In the end, it was all a distraction. Under Clinton, the US had neither the will nor the resources to attempt a meaningful engagement with Africa, and its policies consisted of a series of gestures meant to suggest a command of events over which it had little control. Under Bush, a vestige of the family's noblesse oblige and a timely push from the Christian Right produced a surprising spurt of charity, but little in the way of diplomatic energy.

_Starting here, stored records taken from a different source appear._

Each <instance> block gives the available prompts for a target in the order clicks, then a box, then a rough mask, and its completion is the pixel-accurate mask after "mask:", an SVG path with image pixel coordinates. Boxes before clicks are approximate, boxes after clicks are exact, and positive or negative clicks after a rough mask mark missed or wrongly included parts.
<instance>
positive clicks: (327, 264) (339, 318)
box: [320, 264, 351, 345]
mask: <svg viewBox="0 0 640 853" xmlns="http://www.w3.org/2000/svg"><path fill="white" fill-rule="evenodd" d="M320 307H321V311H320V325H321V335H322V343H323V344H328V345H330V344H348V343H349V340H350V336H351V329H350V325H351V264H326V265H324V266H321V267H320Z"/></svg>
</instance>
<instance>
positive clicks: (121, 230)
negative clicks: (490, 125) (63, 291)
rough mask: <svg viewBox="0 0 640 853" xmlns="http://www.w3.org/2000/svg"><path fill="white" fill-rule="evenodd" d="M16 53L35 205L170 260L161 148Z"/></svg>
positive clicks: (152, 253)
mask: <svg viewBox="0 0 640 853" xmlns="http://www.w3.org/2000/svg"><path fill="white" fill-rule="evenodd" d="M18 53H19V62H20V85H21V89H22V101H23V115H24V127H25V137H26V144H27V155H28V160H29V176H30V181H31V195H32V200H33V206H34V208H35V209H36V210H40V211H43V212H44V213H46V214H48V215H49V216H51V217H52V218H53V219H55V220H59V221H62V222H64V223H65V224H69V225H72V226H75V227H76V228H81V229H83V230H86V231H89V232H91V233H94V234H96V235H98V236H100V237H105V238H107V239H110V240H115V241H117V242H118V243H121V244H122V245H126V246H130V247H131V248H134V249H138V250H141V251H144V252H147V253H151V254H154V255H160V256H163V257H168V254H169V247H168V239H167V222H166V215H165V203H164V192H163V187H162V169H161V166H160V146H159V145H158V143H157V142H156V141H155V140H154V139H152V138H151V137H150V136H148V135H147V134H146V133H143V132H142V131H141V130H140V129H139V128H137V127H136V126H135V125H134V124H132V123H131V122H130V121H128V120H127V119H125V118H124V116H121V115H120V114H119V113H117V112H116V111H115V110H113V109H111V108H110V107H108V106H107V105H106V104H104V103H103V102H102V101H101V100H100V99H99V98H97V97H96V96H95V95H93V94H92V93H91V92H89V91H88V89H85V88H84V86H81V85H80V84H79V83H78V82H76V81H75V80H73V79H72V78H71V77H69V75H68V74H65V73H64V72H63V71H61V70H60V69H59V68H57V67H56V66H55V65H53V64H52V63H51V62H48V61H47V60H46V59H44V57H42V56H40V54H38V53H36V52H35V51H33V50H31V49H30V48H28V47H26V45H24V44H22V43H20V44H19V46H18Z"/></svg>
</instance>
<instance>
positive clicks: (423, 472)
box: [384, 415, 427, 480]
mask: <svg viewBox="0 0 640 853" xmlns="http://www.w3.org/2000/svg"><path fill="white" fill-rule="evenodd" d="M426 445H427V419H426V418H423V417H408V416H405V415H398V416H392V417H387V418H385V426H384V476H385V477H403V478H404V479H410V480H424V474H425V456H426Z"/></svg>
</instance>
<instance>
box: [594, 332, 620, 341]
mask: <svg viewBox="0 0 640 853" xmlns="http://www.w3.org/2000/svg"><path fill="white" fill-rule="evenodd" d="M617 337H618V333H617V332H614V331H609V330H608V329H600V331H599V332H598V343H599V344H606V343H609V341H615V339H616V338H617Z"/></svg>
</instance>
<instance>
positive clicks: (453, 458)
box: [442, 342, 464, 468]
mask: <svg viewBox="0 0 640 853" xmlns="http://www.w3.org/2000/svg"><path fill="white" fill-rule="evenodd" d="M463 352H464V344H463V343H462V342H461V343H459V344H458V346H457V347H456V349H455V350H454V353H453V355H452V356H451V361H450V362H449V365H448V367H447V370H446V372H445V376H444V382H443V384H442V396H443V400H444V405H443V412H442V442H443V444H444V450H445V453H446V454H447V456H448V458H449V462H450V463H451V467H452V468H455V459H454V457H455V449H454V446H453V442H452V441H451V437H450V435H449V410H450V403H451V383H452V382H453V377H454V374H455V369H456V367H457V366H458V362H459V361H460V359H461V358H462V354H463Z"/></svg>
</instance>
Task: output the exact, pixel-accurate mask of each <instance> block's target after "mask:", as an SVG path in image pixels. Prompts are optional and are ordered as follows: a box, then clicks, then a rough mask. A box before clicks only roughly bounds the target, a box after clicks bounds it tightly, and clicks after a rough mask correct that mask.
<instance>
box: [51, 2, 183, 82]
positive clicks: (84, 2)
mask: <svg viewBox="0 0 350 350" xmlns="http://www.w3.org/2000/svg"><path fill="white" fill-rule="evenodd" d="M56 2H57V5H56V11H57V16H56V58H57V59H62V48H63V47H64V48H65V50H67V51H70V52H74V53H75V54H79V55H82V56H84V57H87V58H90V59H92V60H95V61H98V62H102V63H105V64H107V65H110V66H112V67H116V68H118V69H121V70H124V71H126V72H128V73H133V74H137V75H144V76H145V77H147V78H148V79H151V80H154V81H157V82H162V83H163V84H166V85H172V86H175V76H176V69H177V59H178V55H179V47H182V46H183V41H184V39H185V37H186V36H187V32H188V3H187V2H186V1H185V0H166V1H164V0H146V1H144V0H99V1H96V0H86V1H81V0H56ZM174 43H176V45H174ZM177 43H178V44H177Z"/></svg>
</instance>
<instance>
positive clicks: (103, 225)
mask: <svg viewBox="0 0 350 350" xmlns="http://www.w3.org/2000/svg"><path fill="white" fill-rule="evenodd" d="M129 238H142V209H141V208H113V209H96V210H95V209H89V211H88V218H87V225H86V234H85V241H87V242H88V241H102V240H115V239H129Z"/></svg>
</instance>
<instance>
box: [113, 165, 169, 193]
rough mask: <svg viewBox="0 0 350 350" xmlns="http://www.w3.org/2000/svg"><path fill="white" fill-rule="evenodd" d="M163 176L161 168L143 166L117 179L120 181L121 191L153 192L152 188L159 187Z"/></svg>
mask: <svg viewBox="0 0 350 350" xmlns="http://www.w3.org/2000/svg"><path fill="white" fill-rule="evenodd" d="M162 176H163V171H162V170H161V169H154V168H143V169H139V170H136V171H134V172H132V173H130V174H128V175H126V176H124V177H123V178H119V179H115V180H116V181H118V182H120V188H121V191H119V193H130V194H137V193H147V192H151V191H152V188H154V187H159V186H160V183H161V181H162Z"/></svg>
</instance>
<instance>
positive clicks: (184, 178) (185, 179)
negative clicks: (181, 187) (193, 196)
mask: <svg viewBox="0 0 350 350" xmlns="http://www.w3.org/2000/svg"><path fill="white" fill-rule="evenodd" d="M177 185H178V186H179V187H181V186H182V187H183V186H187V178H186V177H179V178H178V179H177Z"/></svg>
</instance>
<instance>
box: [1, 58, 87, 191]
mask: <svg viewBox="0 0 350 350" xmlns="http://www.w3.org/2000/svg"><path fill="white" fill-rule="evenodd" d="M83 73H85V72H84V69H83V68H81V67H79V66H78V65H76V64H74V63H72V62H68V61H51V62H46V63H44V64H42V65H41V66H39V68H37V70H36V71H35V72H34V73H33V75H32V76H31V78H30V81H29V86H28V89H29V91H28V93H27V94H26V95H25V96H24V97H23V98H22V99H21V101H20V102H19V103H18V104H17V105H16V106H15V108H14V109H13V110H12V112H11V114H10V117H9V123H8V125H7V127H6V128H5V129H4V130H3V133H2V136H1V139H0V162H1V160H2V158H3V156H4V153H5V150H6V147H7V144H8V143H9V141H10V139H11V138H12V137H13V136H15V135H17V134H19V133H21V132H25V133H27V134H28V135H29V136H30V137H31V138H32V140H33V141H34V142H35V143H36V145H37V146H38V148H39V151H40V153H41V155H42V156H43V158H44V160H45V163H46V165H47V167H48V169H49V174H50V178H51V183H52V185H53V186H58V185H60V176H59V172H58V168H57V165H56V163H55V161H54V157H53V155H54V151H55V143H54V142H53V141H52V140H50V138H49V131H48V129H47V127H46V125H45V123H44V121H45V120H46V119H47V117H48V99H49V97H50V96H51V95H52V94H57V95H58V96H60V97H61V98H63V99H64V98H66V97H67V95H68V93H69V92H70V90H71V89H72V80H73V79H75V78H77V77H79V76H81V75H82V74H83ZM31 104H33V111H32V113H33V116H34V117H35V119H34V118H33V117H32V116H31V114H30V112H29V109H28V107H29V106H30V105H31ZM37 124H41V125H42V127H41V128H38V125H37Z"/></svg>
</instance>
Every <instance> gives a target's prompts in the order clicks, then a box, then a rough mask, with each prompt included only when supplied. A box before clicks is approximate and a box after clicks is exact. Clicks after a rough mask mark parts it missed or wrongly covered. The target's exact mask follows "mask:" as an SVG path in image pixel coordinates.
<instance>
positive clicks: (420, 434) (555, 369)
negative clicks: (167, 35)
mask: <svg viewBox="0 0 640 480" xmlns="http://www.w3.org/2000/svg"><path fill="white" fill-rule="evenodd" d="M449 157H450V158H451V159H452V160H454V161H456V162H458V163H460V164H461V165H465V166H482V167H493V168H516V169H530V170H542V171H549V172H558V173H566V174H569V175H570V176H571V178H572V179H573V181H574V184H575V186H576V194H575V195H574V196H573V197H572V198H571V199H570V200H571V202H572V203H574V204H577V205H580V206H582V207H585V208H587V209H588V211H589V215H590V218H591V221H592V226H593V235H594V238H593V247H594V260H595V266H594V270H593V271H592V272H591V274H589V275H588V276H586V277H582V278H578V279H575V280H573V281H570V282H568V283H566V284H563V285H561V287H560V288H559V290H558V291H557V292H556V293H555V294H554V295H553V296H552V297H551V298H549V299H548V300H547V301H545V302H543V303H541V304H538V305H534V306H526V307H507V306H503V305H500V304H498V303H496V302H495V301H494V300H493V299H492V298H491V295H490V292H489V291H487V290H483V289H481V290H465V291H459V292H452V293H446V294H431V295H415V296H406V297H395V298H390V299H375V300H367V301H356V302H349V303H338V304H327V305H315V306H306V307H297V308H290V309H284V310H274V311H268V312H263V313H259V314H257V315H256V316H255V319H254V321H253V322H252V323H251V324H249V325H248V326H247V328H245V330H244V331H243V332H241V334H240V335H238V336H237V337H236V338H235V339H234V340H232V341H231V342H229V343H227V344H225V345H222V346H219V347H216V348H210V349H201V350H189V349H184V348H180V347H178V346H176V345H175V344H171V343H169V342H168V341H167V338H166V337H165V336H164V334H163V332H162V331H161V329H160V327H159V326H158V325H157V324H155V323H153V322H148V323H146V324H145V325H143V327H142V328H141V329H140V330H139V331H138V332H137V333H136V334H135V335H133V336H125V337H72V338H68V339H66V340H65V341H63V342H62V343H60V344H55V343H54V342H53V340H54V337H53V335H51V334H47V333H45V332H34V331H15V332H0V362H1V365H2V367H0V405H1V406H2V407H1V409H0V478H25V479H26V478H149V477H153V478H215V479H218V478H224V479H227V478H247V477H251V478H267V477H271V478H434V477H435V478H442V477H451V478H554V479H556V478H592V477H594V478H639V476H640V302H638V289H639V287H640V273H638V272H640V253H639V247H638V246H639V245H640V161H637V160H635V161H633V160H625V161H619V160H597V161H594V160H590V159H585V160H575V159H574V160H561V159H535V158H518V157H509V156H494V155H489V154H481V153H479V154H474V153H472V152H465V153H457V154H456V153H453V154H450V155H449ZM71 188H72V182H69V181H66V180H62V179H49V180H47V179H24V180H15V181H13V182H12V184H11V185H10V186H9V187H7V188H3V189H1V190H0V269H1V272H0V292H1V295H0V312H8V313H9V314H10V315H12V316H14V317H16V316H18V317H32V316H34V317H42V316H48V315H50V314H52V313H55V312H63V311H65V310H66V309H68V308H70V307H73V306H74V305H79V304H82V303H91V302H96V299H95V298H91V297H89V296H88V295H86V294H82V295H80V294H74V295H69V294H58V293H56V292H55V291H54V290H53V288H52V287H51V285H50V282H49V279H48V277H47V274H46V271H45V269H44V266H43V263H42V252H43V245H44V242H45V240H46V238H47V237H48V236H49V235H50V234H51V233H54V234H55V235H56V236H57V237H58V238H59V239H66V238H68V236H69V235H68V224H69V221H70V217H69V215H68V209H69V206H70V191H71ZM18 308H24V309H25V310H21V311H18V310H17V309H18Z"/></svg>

The best thing Obama could do for Africans is to tell them the truth: They are on their own, and will have to see things through as best they can.

1 comment:

  1. The biggest impediment to peace and development in the Congo specifically is the Western darling, Ugandan dictator and life-President Yoweri Museveni.

    Unless President Obama reverses US policy towards Africa, to strictly insist on democracy and respect for the rule of law, expect more meddlesome, externally aggressive military dictatorships eyeing resources in neighbouring countries.

    Expect more corruption, fraudulent elections, hoodwinking ties with the West, poverty and suffering if the Obama administration insists on the Bush policy of cordial propping of oppressive regimes such as Museveni's or Meles Zenawi's (Ethiopia).

    Africa has seen enough of these machinations.
    The 23 year-long Ugandan warlord Museveni has perpetuated instability in Eastern Congo for more than a decade, a region where he freely exploits Congolese minerals with the West turning a blind eye if not being complicit.

    Now that the whole world knows the truth why not change these policies?

    The West which buys the illegally sought minerals is complicit in this tragedy that has contributed to the death of more than 5 million Congolese and untoward suffering.

    Other neighbouring dictators following the footprints of Museveni into Congo include Rwanda's Paul Kagame, Zimbabwe's Robert Mugabe alonside the Angolans. Western multinational corporations funding militias and illegal mining activities need to be sanctioned.